RACIAL EPITHETS AND FREE SPEECH IN THE WORKPLACE

     In a complex 104-page decision, the California Supreme Court ruled in 1999 that a judge may forbid the use of racial epithets in a workplace if there is proof that such words were used in the past.  Ruling in the case of Aguilar v. Avis Rent A Car System, the high court was so deeply divided that there were five different opinions from the seven justices--but no majority opinion.

     The case began when 17 Hispanic employees of Avis at San Francisco International Airport sued, alleging that a supervisor there had used words such as "wetback" and "crook" in reference 
to Hispanic workers, thereby violating California's Fair Employment and Housing Act.  The 17 workers won a $135,000 jury verdict against Avis and the supervisor.  The trial judge also granted their request for an injunction, ordering the supervisor not to use any of a long list of words considered racially offensive--and ordering Avis to make sure the forbidden words were not used in the workplace.

     This prompted an appeal on First Amendment grounds, raising an issue that has been widely debated in academic circles:  where First Amendment freedoms end and the right to ban workplace harassment begins.  The state Supreme Court clearly had difficulty resolving the issue.

     The justices voted 4-3 to uphold the injunction, with three justices joining in a plurality opinion written by Chief Justice Ronald George.  George  ruled that the specific facts of this case justified an injunction although that would not be an appropriate remedy in many other situations.  He emphasized that such an order would not be proper until after there has been a finding that the use of epithets created a hostile work environment.  In any event, such an order should not extend beyond the workplace.

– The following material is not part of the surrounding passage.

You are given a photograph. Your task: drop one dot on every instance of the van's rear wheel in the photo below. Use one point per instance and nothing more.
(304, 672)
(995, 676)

     Justice Kathryn Mickle Werdegar wrote a separate opinion concurring with the result but criticizing George for failing to address whether the First Amendment permits the imposition of civil liability at all for pure speech that creates a racially hostile workplace environment.  But she did vote to uphold the injunction--thereby creating a majority in favor of upholding it--without agreeing on the rationale for this conclusion.

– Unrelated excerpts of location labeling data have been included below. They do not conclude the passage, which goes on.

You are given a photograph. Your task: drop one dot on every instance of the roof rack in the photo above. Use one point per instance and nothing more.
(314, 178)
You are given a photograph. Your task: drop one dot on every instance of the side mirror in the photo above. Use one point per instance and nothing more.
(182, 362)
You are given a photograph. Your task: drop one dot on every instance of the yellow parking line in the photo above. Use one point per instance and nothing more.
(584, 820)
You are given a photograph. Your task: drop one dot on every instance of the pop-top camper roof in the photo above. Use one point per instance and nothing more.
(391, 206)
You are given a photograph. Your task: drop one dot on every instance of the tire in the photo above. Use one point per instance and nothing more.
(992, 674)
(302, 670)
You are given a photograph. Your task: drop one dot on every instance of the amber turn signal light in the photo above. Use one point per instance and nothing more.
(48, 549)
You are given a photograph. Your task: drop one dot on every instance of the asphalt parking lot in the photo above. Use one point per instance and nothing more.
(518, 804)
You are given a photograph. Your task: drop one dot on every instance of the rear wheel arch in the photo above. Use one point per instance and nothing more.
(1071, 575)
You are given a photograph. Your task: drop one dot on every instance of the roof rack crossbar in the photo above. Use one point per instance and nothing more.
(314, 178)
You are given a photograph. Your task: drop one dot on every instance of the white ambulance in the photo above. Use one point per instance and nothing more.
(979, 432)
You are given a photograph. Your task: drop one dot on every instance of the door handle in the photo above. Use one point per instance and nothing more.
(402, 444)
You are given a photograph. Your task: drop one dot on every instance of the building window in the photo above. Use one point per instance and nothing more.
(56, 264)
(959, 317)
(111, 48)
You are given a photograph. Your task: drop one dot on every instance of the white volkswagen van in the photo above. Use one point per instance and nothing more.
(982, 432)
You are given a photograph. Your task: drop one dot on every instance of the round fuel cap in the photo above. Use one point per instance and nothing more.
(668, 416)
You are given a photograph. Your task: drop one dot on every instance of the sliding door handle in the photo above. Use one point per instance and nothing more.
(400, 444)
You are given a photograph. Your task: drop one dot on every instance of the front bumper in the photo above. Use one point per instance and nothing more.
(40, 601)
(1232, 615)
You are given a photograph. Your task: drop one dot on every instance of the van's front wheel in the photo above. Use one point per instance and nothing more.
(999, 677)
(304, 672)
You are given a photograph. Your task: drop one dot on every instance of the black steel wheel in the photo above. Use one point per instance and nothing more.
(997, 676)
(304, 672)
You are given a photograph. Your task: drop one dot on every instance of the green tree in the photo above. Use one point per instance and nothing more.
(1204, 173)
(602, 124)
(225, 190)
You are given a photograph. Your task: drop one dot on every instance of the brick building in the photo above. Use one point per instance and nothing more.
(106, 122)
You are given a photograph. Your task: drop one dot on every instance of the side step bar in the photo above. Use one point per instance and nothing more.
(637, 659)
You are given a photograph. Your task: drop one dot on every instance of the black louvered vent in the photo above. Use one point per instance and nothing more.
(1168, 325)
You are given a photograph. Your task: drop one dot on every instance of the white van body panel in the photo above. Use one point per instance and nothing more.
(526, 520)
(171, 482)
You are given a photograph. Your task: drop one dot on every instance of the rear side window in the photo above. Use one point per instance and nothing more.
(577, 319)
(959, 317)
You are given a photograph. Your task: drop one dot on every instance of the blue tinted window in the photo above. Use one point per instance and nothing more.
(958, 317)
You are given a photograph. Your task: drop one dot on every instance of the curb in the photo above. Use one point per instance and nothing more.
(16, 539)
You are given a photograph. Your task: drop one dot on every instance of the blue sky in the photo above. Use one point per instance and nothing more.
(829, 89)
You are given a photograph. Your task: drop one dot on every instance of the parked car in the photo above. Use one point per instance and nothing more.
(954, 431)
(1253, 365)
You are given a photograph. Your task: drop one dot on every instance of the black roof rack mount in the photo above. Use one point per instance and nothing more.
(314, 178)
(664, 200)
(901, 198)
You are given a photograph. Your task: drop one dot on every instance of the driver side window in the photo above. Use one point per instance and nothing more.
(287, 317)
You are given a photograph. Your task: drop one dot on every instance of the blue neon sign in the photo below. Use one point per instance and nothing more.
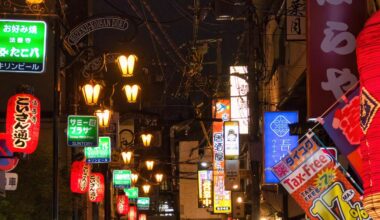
(277, 140)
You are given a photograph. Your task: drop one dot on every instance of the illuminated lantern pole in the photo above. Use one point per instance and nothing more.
(96, 190)
(122, 204)
(368, 60)
(23, 123)
(80, 177)
(132, 214)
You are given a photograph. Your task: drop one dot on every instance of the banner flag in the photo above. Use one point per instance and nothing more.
(318, 183)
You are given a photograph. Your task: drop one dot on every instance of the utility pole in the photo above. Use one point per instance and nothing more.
(253, 101)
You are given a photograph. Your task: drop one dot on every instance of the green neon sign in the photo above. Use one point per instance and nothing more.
(101, 153)
(23, 46)
(121, 178)
(132, 193)
(82, 131)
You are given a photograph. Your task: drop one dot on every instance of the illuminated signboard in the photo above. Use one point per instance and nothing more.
(239, 99)
(101, 153)
(23, 46)
(132, 193)
(205, 188)
(277, 140)
(143, 203)
(222, 198)
(82, 131)
(122, 178)
(231, 140)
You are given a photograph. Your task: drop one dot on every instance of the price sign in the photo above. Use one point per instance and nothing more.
(82, 131)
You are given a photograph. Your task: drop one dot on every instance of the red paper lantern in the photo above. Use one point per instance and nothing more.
(23, 123)
(368, 59)
(80, 176)
(96, 187)
(132, 214)
(122, 204)
(142, 216)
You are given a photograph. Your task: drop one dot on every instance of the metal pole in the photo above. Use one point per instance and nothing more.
(254, 114)
(56, 111)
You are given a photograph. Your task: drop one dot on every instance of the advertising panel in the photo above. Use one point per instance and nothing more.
(100, 154)
(23, 46)
(318, 183)
(82, 131)
(332, 30)
(222, 198)
(277, 140)
(205, 188)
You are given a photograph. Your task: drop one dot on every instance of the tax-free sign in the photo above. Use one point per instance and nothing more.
(23, 46)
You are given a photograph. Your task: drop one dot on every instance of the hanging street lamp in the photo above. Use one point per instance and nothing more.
(126, 64)
(131, 92)
(104, 117)
(91, 92)
(149, 164)
(146, 139)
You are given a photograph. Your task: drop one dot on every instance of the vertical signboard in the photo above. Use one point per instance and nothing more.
(205, 188)
(222, 198)
(239, 99)
(82, 131)
(101, 153)
(121, 178)
(23, 46)
(332, 29)
(316, 181)
(295, 19)
(277, 140)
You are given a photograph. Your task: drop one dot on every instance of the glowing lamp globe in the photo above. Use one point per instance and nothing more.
(91, 92)
(80, 177)
(131, 92)
(146, 139)
(104, 117)
(126, 64)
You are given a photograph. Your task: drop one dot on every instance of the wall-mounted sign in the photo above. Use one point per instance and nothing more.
(205, 188)
(239, 100)
(101, 153)
(23, 46)
(331, 44)
(277, 140)
(80, 176)
(96, 187)
(222, 198)
(121, 178)
(316, 181)
(82, 131)
(132, 193)
(231, 140)
(23, 123)
(143, 203)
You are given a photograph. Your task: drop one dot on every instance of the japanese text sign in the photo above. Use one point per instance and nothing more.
(205, 188)
(277, 140)
(23, 123)
(132, 193)
(342, 124)
(101, 153)
(222, 198)
(231, 140)
(332, 28)
(23, 45)
(318, 184)
(122, 178)
(143, 203)
(82, 131)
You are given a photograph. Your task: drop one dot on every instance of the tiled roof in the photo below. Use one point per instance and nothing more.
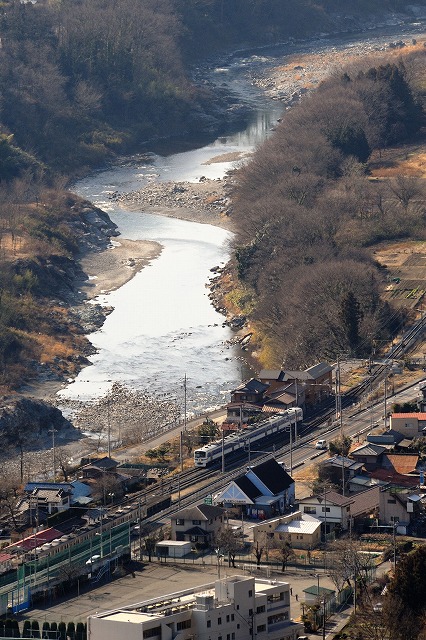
(300, 526)
(252, 385)
(319, 369)
(272, 374)
(36, 540)
(248, 487)
(393, 477)
(273, 476)
(401, 464)
(369, 450)
(199, 512)
(365, 501)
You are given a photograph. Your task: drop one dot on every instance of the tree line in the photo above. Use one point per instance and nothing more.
(306, 214)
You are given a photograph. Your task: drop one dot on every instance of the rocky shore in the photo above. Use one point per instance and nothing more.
(205, 202)
(208, 202)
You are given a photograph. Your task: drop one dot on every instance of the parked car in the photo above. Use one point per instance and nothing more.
(321, 444)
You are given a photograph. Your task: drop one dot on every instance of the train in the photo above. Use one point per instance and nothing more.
(245, 437)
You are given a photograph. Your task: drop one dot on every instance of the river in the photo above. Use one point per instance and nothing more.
(163, 330)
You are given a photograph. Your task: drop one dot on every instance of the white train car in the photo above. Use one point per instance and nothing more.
(239, 439)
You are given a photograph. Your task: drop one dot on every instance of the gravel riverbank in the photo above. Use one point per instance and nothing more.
(207, 201)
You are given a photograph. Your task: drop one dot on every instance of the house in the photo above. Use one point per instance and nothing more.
(263, 491)
(339, 467)
(290, 395)
(311, 385)
(252, 392)
(172, 548)
(299, 529)
(399, 509)
(369, 455)
(331, 508)
(364, 509)
(237, 608)
(98, 467)
(51, 500)
(199, 525)
(410, 425)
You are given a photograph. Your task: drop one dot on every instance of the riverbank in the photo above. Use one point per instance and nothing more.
(205, 202)
(111, 268)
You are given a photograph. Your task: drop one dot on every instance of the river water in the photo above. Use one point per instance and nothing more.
(163, 329)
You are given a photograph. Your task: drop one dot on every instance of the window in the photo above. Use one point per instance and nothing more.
(276, 597)
(185, 624)
(151, 633)
(278, 617)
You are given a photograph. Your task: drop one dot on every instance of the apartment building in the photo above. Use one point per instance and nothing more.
(234, 608)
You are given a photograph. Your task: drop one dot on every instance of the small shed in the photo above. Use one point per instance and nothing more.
(173, 548)
(316, 594)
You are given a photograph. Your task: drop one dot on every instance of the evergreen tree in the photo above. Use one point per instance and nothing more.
(35, 629)
(351, 315)
(62, 629)
(71, 630)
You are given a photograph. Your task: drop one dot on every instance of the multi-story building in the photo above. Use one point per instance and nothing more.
(235, 608)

     Three other justices wrote separate dissenting opinions.  Justice Stanley Mosk said the injunction was an unconstitutional prior restraint.  "Among our most cherished constitutional prin-
ciples is that speech--even if offensive--should be protected unless, and until, it produces a demonstrable harmful effect," Mosk wrote.  He said the judge's injunction--with its list of verboten words--"constitutes just such a prior restraint."  "It impermissibly restricts speech based on the mere assumption that these words will invariably create a hostile and abusive work environment amounting to employment discrimination," Mosk added.

     The case was especially troubling to several justices because the factual record did not include a complete list of the words that were banned.

     Because this case raises basic constitutional issues that have not been addressed by the U.S. Supreme Court, some legal scholars predicted that it would ultimately be decided by that court.  Others, however, decried the lack of a complete factual record and predicted that the nation's highest court would not take a case that lacked a better factual record on which to base 
a decision about something as important as the scope of the First Amendment.